Restebloggen zum Wochenende (48)

18. Juli 2010
  1. Letzte Woche saß ich ungefähr zwei Stunden lang in in der Nähe von Uelzen in einem IC, der wegen eines Böschungsbrandes nicht weiterfahren konnte. Die Informationspolitik der Bahn war wie immer… naja, semiprofessionell („Sehr geehrte Damen und Herren, neben dem Gleis wartet ein Bus als Schienenersatzverkehr nach Uelzen.“ [Ende der Ansage. Keine weitere Erläuterung, kein Hinweis, für wen sich die Nutzung des Schienenersatzverkehrs lohnen könnte, kein Wort darüber, wie und ob es von Uelzen aus weitergeht, kein weiteres Wort.]), aber das kennt man ja. Sogar die Klimaanlage funktionierte die ganze Zeit über tadellos, ich habe also eigentlich keinen Grund zu klagen.
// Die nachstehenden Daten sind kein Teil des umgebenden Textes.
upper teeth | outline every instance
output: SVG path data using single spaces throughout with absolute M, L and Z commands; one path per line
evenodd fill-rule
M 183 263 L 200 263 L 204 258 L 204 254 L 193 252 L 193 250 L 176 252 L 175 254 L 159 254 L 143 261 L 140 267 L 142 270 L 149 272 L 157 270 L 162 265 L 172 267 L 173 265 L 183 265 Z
Lustig war aber, was dann angefahren kam, nachdem dieser eine Bus hoffnungslos überfüllt aufgebrochen war, ohne eine merkliche Verkleinerung der am Gleis wartenden Menschenmenge bewirkt zu haben:
  2. Mein Vater hat sich gelegentlich gewünscht, dass in seiner Todesanzeige stehen sollte: „Die letzten Jahre seines Lebens verbrachte er mit dem Graben von unterirdischen Gängen.“ Im Nachhinein finde ich es ein bisschen schade, dass ihm niemand diesen Wunsch erfüllt hat.
  3. Abgesehen von einem durchaus gelungenen Hitler-T-Shirt fand sich in der letzten Woche bei Aufklärung 2.0 auch eine aufschlussreiche Debatte zu der Frage, ob Kinder unglücklich machen. Der Autor hat offenbar mehrere Studien zu dem Thema gelesen, die einhellig zu diesem Schluss kommen. Nur in den skandinavischen Ländern scheint das anders zu sein, was möglicherweise an deren Politik liegt. Mindestens genauso interessant wie dieses Ergebnis finde ich aber die Kritik an seinem Artikel, die selten über „Kann doch gar nicht sein, Kinder sind toll, ich kenne total viele Eltern, die irre glücklich sind!“ hinaus kam. Ich weiß wirklich nicht, ob die alle nicht wissen, was echte Argumente sind, oder ob sie nur keine Lust haben, welche zu suchen.
  4. Richtig ärgerlich fand ich diesen Beitrag von Don Dahlmann zur letztwöchigen Homöopathiedebatte und einen Teil der Diskussion darunter.
    Ob die Homöopathie nun was bringt, oder nicht, ich finde die gesamte Diskussion überflüssig.
    Man scheint sich dort generell weitgehend einig zu sein, dass Homöopathie Blödsinn ist, findet aber, dass es trotzdem weiter bezahlt werden sollte, weil es ja immerhin den Placebo-Effekt gibt, und sooo teuer ist das alles ja auch wieder nicht.
    Das verstehe ich gar nicht. Natürlich haben homöopathische Mittel einen Placebo-Effekt, wenn man dran glaubt, aber um den zu erzielen, muss die Solidargemeinschaft nicht den Betrug von Hexendoktoren unterstützen, deren Geschäft schlichtweg darin besteht, ihre Patienten zu belügen und Zuckerkugeln bzw. Leitungswasser als Medizin zu verkaufen. Dürfen Ärzte in Zukunft auch Operationen zum vollen Preis abrechnen, die sie in Wirklichkeit nur vorgetäuscht haben, oder wie?
  5. Matt D. hat beim Blog von Atheist Experience einen sehr lesenswerten Beitrag über die Beziehung zwischen Skeptizismus und Theismus geschrieben. Ich finde es auch immer wieder bemerkenswert, wie auch generell sehr rational denkende Menschen dazu neigen, sich kleine Reservate der Unvernunft zu schaffen.
    If anyone needed evidence of the pernicious, nefarious, deleterious effects of religious beliefs and their ability to protect themselves while affecting their surroundings; they need look no further than the collection of otherwise committed skeptics who not only shy away from the subject but encourage others to do the same.
  6. Ich weiß, ihr habt langelangelangelangelange darauf gewartet, aber irgendwann diese Woche kommt sie endlich zu euch nach Hause: Die Twilight-Rezension! Es wird natürlich ein Verriss, klar, aber eins will ich doch sagen: Ich habe es bis zum Ende geschafft, ohne mir selbst oder dem Buch dabei etwas anzutun. Das ist mehr, als ich zum Beispiel von Stieg Larssons Verblendung sagen kann.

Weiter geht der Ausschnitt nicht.